Im Mai 2013 ist ein öffentlicher Streit zwischen der Vorarlberger Handelskette Sutterlüty und der österreichischen Handelskette Spar entbrannt. Der wurde nun entschieden. In Zukunft muss die geklagte Handelskette Spar irreführende Rindfleisch-Werbung unterlassen.

Wie berichtet, ging es um die korrekte Bezeichnung von Rindfleisch. Sutterlüty warf seinem deutlich größeren Konkurrenten vor, mit Werbeanzeigen Kunden in die Irre geführt und getäuscht zu haben.

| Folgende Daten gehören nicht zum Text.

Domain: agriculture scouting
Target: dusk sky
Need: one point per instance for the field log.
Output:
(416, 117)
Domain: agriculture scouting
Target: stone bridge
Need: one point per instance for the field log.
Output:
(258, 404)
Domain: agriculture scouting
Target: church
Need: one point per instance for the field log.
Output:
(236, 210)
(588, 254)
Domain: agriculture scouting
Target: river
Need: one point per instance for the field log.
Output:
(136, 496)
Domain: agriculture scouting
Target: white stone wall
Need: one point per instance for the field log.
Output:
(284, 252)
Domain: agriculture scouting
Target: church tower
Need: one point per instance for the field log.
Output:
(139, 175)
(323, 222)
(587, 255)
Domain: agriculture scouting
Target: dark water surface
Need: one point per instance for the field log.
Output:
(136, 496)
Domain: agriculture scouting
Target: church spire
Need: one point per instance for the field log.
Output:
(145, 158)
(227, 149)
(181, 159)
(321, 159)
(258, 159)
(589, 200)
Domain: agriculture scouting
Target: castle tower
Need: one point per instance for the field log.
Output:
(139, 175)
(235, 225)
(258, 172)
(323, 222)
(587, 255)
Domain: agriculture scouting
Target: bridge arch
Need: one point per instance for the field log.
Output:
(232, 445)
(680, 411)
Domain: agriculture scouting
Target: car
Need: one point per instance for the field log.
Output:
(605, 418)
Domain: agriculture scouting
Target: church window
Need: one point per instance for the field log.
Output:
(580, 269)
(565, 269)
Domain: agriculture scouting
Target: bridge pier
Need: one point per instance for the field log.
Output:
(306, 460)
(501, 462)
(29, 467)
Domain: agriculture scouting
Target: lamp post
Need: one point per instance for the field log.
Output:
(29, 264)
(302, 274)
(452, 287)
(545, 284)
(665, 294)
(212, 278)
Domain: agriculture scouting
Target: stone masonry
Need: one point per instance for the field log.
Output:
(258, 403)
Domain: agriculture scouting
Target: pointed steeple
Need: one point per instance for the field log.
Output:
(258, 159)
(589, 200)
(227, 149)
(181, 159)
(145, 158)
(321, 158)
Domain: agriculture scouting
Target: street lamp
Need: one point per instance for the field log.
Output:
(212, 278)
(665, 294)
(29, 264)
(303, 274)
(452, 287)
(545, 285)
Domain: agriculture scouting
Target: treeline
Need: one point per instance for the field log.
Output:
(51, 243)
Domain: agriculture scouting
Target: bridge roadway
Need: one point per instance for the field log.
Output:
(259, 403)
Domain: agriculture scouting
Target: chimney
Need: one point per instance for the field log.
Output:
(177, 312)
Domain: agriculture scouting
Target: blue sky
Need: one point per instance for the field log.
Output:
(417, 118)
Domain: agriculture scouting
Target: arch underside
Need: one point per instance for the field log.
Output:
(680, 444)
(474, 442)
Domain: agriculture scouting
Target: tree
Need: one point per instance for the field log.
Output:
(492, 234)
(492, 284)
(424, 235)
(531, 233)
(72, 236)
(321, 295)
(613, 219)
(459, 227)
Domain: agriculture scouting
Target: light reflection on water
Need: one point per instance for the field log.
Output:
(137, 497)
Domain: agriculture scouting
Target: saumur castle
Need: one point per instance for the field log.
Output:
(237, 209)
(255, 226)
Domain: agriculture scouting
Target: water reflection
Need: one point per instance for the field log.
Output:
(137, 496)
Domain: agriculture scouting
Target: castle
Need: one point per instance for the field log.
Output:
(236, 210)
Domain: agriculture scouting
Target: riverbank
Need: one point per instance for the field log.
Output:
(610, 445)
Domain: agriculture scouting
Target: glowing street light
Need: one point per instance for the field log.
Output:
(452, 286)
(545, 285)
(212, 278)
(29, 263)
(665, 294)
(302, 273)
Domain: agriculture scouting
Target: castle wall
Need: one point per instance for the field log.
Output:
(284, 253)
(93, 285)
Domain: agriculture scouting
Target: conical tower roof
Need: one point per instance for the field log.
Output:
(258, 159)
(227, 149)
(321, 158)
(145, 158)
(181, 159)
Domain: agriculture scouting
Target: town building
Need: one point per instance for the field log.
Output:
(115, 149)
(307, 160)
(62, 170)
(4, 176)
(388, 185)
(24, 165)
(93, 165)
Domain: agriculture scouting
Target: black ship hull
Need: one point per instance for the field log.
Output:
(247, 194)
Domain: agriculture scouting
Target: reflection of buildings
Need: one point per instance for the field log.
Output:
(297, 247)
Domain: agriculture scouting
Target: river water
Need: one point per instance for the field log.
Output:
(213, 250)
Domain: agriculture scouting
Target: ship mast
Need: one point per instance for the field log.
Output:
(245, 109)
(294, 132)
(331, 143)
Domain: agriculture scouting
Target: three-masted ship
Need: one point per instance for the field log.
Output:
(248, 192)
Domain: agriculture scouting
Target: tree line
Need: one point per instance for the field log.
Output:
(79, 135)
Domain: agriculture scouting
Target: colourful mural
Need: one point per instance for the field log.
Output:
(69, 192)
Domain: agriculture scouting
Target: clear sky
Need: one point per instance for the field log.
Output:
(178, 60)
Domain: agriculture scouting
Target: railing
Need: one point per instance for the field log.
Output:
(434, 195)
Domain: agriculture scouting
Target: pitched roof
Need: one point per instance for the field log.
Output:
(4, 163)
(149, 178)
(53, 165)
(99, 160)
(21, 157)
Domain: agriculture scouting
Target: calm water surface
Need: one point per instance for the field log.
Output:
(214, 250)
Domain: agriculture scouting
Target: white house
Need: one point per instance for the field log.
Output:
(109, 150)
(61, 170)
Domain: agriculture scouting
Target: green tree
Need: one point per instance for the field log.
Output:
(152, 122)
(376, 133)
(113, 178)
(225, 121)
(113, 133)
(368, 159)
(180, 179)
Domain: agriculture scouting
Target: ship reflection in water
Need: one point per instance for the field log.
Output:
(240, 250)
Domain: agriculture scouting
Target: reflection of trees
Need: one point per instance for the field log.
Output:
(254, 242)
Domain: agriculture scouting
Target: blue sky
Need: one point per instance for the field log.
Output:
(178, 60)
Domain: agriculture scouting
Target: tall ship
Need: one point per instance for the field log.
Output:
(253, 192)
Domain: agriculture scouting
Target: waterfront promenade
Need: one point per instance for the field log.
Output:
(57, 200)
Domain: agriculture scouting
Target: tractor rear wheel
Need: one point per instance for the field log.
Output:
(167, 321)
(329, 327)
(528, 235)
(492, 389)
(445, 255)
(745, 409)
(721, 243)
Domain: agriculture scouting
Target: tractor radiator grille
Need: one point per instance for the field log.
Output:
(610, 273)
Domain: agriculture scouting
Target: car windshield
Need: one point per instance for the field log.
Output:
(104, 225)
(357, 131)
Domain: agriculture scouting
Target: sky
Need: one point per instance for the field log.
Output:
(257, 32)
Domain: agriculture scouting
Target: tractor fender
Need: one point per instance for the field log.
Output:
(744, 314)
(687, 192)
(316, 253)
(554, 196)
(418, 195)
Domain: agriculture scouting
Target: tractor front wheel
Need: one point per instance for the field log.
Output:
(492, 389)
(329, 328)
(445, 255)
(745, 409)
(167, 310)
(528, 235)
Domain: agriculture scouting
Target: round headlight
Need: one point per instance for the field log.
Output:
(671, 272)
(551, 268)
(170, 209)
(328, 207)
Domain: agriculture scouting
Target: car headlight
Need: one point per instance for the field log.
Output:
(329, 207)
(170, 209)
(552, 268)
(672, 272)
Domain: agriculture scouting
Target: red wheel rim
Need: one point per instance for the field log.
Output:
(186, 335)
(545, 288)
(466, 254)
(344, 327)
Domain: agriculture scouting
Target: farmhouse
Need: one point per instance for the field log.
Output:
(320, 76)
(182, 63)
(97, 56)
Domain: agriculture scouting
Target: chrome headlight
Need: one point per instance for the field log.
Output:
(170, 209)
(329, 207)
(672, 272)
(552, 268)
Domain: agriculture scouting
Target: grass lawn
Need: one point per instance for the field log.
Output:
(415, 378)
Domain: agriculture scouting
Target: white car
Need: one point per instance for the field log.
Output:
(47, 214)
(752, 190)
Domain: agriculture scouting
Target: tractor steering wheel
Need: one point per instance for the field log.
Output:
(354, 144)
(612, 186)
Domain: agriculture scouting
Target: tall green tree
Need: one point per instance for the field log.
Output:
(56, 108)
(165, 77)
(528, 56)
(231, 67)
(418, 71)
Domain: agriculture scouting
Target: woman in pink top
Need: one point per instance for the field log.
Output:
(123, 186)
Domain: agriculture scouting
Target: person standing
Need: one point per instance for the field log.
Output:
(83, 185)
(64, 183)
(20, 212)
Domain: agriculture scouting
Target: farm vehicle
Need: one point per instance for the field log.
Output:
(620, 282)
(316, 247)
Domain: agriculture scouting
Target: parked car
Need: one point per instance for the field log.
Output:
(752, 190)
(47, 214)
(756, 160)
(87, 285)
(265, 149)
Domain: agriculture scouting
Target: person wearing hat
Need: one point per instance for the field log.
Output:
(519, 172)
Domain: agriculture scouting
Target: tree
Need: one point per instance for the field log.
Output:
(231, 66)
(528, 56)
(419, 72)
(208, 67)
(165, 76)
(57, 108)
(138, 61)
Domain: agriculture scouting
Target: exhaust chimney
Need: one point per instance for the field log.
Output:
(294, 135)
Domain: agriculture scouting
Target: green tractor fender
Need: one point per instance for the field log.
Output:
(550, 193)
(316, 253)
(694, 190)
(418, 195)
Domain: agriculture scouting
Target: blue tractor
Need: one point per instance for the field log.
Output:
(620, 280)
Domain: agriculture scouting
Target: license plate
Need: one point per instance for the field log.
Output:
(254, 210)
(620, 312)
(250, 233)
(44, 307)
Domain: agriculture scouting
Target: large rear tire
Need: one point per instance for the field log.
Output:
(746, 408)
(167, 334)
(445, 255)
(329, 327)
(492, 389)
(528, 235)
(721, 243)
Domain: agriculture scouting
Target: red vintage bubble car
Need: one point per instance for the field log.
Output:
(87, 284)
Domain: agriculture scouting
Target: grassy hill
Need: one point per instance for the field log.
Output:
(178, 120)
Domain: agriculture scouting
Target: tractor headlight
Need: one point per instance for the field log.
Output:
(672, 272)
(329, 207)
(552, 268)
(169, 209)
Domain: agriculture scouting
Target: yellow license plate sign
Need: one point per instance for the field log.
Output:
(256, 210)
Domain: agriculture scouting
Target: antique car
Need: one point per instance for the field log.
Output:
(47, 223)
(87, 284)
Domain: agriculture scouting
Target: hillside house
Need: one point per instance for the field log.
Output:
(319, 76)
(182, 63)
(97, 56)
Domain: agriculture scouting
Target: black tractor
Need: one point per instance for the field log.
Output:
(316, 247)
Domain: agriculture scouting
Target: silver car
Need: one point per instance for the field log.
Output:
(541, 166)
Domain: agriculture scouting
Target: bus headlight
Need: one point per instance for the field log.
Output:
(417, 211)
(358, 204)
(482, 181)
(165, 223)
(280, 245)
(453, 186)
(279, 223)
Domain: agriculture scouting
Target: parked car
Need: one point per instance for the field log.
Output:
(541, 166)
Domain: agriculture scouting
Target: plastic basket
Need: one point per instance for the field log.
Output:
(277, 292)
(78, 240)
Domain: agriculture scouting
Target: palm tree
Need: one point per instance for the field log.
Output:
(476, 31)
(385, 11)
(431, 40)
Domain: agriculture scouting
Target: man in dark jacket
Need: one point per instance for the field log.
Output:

Spar Vorarlberg hatte in landesweiten Werbeanzeigen den Verkauf von Rindfleisch ankündigt, das „ausschließlich“ oder „fast ausschließlich“ von Vorarlberger Landwirten stamme. Testkäufe bei Spar in Vorarlberg hätten jedoch etwas anderes ergeben.

Testeinkäufe mündeten in Zivilprozess

Sutterlüty kam nach Testeinkäufen zu dem Ergebnis, dass der Anteil des Vorarlberger Rindfleisches fast durchwegs unter 50 Prozent liege. Von „ausschließlich“ oder „größtenteils“ könne keine Rede sein. Die Werbung sei irreführend. Sutterlüty gewann nun laut wirtschaftspresse-agentur den Zivilprozess in letzter Instanz.

Spar gesteht Fehler ein

Das Oberlandesgericht Innsbruck erkannte einen Verstoß. Spar muss in Zukunft solche Werbeaktionen unterlassen. Spar-Vorarlberg-Direktor Gerhard Ritter gesteht Fehler ein. Der betreffende Werbetext sei zu wenig exakt formuliert gewesen. Hierauf werde man in Zukunft genauer achten.